The file “friends.mat” in the Assignments folder contains the node adjacency matrix of the friendship graph of 100 Dartmouth students. That means that matrix element friends(i; j) = 1 if student i and student j are friends and friends(i; j) = 0 if student i and student j are not friends. Note that friends(i; i) = 0 and friends(i; j) = friends(j; i): What is the probability that two randomly selected students, i and j, are separated by no more that 5 students through the friends relationship? That is, if i and j are not friends but have a mutual friend, k, they are separated by one student, etc. If i and j are friends they are separated by 0 people, etc.
using the same friends.mat file as above, people start passing around a single token (like a chain letter of which there can only be one copy at a time). You are one of the people in the friends graph. You pass the token by uniformly randomly selecting one of your friends and passing it to that friend. So if you have 8 friends, you will pass it to any one of the 8 friends with probability 1/8. That can include passing the token back to the person who gave it to you! Everyone uses this same rule for passing the token as you do.
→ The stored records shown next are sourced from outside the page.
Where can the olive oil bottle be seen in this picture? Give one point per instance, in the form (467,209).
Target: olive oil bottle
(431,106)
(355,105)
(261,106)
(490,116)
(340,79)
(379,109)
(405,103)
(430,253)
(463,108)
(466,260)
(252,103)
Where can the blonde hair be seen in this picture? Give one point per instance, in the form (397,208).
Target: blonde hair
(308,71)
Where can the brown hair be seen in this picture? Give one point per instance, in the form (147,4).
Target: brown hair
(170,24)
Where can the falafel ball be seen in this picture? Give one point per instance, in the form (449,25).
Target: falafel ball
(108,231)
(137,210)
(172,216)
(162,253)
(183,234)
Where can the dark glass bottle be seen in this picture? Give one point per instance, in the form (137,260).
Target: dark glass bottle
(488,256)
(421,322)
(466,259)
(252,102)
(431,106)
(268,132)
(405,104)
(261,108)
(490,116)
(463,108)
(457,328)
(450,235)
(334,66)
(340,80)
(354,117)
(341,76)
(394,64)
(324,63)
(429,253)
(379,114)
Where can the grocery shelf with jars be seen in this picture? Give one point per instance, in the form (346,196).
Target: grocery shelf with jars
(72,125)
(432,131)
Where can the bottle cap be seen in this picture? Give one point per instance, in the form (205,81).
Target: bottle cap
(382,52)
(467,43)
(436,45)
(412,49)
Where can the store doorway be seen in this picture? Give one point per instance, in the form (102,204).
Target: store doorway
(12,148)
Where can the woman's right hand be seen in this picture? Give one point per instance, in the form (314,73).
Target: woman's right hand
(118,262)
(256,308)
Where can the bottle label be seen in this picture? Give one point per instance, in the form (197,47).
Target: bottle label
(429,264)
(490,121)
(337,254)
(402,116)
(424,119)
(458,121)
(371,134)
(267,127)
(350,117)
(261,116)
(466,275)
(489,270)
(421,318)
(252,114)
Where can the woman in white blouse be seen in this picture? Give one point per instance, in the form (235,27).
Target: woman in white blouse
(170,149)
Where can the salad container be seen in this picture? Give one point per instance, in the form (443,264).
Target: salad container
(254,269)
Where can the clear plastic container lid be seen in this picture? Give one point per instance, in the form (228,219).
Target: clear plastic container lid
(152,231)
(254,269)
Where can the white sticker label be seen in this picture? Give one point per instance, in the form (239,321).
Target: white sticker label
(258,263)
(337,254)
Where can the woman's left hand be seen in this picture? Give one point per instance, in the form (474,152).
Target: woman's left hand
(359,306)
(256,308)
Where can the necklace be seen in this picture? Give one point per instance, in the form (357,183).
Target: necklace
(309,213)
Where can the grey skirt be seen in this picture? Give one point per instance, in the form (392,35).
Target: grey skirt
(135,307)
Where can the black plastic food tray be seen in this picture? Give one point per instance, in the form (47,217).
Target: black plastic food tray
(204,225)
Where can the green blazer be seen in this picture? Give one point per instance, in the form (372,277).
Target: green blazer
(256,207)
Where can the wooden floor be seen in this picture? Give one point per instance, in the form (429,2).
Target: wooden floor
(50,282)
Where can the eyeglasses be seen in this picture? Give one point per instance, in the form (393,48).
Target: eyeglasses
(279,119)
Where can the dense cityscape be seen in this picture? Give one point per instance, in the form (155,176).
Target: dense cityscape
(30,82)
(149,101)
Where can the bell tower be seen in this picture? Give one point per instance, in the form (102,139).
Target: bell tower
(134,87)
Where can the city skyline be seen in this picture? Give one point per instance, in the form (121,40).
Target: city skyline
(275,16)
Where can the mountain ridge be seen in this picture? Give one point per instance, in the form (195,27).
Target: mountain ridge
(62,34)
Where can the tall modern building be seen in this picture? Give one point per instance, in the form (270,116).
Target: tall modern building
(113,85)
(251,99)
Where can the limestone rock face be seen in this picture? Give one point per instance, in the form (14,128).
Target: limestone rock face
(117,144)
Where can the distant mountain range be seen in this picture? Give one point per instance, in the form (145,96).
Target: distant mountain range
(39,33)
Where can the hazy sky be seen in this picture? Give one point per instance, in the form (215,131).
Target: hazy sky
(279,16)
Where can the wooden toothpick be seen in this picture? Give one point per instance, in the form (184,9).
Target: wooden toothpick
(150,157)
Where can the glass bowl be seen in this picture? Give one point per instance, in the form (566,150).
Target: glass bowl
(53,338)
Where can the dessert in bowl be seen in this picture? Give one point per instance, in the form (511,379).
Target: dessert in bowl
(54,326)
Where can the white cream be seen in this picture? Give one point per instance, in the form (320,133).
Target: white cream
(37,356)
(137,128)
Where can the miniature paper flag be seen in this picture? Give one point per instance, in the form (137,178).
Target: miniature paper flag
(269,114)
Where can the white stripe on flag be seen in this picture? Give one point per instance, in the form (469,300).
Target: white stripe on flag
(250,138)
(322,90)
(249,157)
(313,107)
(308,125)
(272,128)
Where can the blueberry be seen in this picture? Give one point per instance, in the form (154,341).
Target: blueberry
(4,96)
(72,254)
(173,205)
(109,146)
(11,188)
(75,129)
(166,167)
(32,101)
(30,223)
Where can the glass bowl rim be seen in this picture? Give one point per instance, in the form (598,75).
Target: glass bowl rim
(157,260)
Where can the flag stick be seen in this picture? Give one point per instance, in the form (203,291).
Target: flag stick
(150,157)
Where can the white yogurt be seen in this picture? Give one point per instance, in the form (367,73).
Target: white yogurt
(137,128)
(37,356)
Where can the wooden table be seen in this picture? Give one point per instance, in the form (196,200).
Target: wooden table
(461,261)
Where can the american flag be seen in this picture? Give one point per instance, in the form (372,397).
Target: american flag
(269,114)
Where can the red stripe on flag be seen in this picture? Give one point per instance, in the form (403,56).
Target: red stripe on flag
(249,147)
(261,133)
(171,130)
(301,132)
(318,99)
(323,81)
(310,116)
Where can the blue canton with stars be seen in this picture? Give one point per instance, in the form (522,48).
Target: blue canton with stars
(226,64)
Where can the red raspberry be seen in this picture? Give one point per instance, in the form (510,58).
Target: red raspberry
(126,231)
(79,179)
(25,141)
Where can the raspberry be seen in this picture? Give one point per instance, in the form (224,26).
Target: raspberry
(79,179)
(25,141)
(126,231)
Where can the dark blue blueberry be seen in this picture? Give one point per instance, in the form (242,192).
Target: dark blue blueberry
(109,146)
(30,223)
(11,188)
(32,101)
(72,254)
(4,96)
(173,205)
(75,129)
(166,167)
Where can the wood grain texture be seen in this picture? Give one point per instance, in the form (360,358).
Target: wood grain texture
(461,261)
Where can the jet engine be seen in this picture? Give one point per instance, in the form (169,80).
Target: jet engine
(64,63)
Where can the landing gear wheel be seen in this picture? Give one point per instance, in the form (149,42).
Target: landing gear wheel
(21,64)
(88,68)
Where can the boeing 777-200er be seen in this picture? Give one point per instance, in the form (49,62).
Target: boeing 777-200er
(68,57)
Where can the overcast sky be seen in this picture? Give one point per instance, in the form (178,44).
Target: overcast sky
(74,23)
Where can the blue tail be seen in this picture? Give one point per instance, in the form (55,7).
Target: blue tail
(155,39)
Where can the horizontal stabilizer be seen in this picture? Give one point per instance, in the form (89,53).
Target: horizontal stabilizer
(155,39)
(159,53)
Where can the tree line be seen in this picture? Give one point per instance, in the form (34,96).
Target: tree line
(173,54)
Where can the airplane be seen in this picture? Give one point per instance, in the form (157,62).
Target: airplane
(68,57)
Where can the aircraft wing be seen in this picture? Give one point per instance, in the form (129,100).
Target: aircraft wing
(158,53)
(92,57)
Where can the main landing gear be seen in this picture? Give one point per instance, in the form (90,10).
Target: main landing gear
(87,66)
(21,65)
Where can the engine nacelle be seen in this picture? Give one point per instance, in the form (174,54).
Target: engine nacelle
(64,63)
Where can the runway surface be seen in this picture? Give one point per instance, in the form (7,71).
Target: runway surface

You are person 27 in the friends graph.
(a) As the token is passed around more and more (approaching infinity), what fraction of the time do you have the token? (Assume one token pass per time unit.)
(b) The token starts with person 93. What is the expected number of token passes (that is, time) required for you to get it for the first time?
(c) The token starts with a random person among the 100, including possibly you. What is the expected number of token passes (that is, time) required for you to get it for the first time?